Overall, it wasn’t a bad room. I was expecting a lot worse. It’d need some urgent cleaning, but aside from that... not even the disgusting beige-colored walls ruined the excitement that had momentarily built inside me. I’ll take care of it when I have the time, I promised myself.
“What do you think of it?” A voice asked behind me. I turned around, and I spotted my aunt in the doorway. “I know it’s not much, but it was the best I could-”
“Thanks,” I cut her off. “For doing this for me... for giving me a home... when you knew I really needed one.”
“It was the least I could do for you and your mother, Eva.” She smiled sweetly and patiently, something she rarely did. Unfortunately, it didn’t last long. She straightened her shoulders and turned serious again. “If you need anything, I’ll be one floor down, the third room on the right, okay?”
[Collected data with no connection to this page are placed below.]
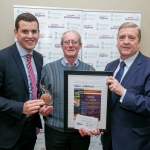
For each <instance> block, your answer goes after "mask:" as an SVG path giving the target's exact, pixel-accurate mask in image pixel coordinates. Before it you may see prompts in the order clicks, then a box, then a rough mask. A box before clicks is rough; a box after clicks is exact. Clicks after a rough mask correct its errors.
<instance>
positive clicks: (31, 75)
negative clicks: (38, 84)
mask: <svg viewBox="0 0 150 150" xmlns="http://www.w3.org/2000/svg"><path fill="white" fill-rule="evenodd" d="M31 57H32V55H31V54H27V55H26V58H27V67H28V73H29V78H30V82H31V86H32V99H37V87H36V78H35V75H34V71H33V69H32V66H31Z"/></svg>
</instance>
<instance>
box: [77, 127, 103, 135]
mask: <svg viewBox="0 0 150 150" xmlns="http://www.w3.org/2000/svg"><path fill="white" fill-rule="evenodd" d="M79 133H80V135H81V136H82V137H83V136H86V135H87V136H90V135H91V134H92V135H100V131H99V129H95V130H93V131H91V132H90V131H88V130H86V129H84V128H81V129H79Z"/></svg>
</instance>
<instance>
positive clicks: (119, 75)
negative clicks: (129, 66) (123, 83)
mask: <svg viewBox="0 0 150 150" xmlns="http://www.w3.org/2000/svg"><path fill="white" fill-rule="evenodd" d="M125 65H126V64H125V63H124V61H122V62H121V63H120V69H119V71H118V72H117V74H116V76H115V78H116V79H117V80H118V82H120V80H121V78H122V75H123V73H124V67H125Z"/></svg>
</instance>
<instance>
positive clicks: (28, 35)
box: [14, 20, 39, 52]
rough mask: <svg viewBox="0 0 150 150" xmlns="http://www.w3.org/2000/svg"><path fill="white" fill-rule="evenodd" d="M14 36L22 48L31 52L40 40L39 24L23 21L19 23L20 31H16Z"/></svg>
mask: <svg viewBox="0 0 150 150" xmlns="http://www.w3.org/2000/svg"><path fill="white" fill-rule="evenodd" d="M14 34H15V38H17V41H18V43H19V44H20V46H21V47H22V48H24V49H25V50H26V51H28V52H31V51H32V50H33V48H34V47H35V45H36V43H37V41H38V39H39V30H38V25H37V22H36V21H32V22H27V21H23V20H21V21H20V22H19V28H18V31H17V30H16V29H14Z"/></svg>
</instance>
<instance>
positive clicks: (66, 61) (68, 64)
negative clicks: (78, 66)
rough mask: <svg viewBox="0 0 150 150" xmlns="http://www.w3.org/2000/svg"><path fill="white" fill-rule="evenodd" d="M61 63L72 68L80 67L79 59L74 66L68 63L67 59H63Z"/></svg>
mask: <svg viewBox="0 0 150 150" xmlns="http://www.w3.org/2000/svg"><path fill="white" fill-rule="evenodd" d="M61 62H62V64H63V65H64V66H67V65H69V66H70V67H74V66H78V65H79V60H78V59H76V61H75V62H74V64H73V65H72V66H71V65H70V64H69V63H68V61H67V59H66V58H65V57H63V58H62V60H61Z"/></svg>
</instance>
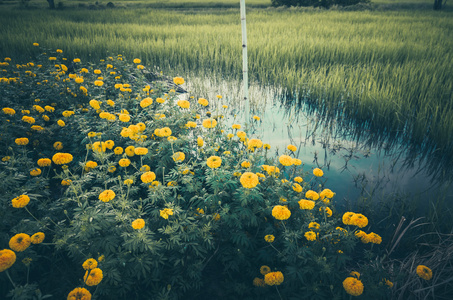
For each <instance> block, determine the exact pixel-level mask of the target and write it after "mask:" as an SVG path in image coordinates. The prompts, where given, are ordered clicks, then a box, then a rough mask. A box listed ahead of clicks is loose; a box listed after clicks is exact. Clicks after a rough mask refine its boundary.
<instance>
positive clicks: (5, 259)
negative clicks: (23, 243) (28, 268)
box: [0, 249, 16, 272]
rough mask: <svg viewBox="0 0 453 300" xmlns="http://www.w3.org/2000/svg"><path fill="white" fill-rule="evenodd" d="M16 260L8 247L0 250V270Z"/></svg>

“Okay.” I doubted I’d need something. All I wanted was to be left alone with my sorrow. “Hum, do I have any chores for tonight?” I asked my aunt feebly.
“Oh no,” my aunt shook her head. “Mrs. Cooper understood your situation and said you wouldn’t need to do anything tonight. You can rest for the time being. I’m sure you’re tired, it was a long trip. “I was tired, but not from the trip. Even though it had been a long trip, three hours of driving, I wouldn’t consider it so long that it would leave me tired.
“Well, have a goodnight, Eva,” she said.
“You too, Aunt Deena.”
I was finally left alone.
The second she closed the door, I threw myself on the bed, the only thing that seemed clean enough for me to use. And even if it wasn’t, I really wouldn’t have the patience to clean anything now.
I shifted to a more comfortable position, and finally let my tears fall freely from my eyes and my mind flashed back to all of the memories I had with my mother...
After a while, I tried to mentally prepare myself to spend the rest of my life working as a maid.
Sighing, I mentally saluted myself, Welcome to heartbreak, Eva.